We have a new Government and with it a new opportunity to look at the National Health Service. The backdrop is one of the biggest budget deficits in the world and the need to drastically cut public spending for the foreseeable future.
The new health secretary has already had to comment on the NHS following the Stafford Hospital inquiry. He indicated that he would get rid of the targets for emergency departments. This is in response to the public outcry when it became known that hundreds of people had probably died unnecessarily over a few years.
Dentistry is clearly not high profile as far as safety is concerned but the same target driven culture pervades the NHS dental services. Will Mr Lansley be brave enough to get rid of the perverse target ridden culture and in particular the UDA?
Where have these targets taken patients in the past few years? It is probably true that a small number of patients have gained access to NHS treatment because some dentists need to take on new patients. On the other hand patients seem to be receiving less treatment. Patients with high treatment need are not being seen and more teeth are being extracted. Many practices do not provide high cost treatments involving lab work at the same rate as they did before the new contracts came into place. Ask your local dental technician how many crowns are now being made.
We have Steele pilots about to start looking at potential alternatives to this perverse system but is there time to run these in the face of public spending cuts at a scale we have not seen since the 1980s?
If we look next door in Ireland the state has capped the expenditure in the state funded Medical Card scheme which offered a core dental service.

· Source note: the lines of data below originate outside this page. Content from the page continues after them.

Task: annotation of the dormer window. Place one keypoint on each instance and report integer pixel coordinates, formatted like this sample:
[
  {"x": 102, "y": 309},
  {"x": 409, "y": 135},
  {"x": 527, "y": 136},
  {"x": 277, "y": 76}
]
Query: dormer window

Overnight many dentists faced huge reductions in their turnover and the poorest patients have lost access to all but the most basic of emergency dental services. Whilst unlikely to happen on the same scale in the UK, it is an indication of the degree of cuts that can be necessary.
The real beneficial outcome of the previous contract is that the health department now controls the amount of expenditure in NHS dentistry. However the distribution of funds within the system is grossly unfair with a huge variation in UDA values between PCTs and between dentists.
So Mr Lansley has two challenges ahead: how can he introduce a system that produces good health outcomes and are adequately resourced, and; how can he produce a system without the perverse incentives and unfairness that have been endemic in NHS dentistry for far too long. The answer lies in a well-funded core service with a safety net system for those patients who need significant restorative care. Hopefully the health secretary will abandon the political dogma of his predecessors and take a hard look at what the country can afford and what is in the best interests of patients.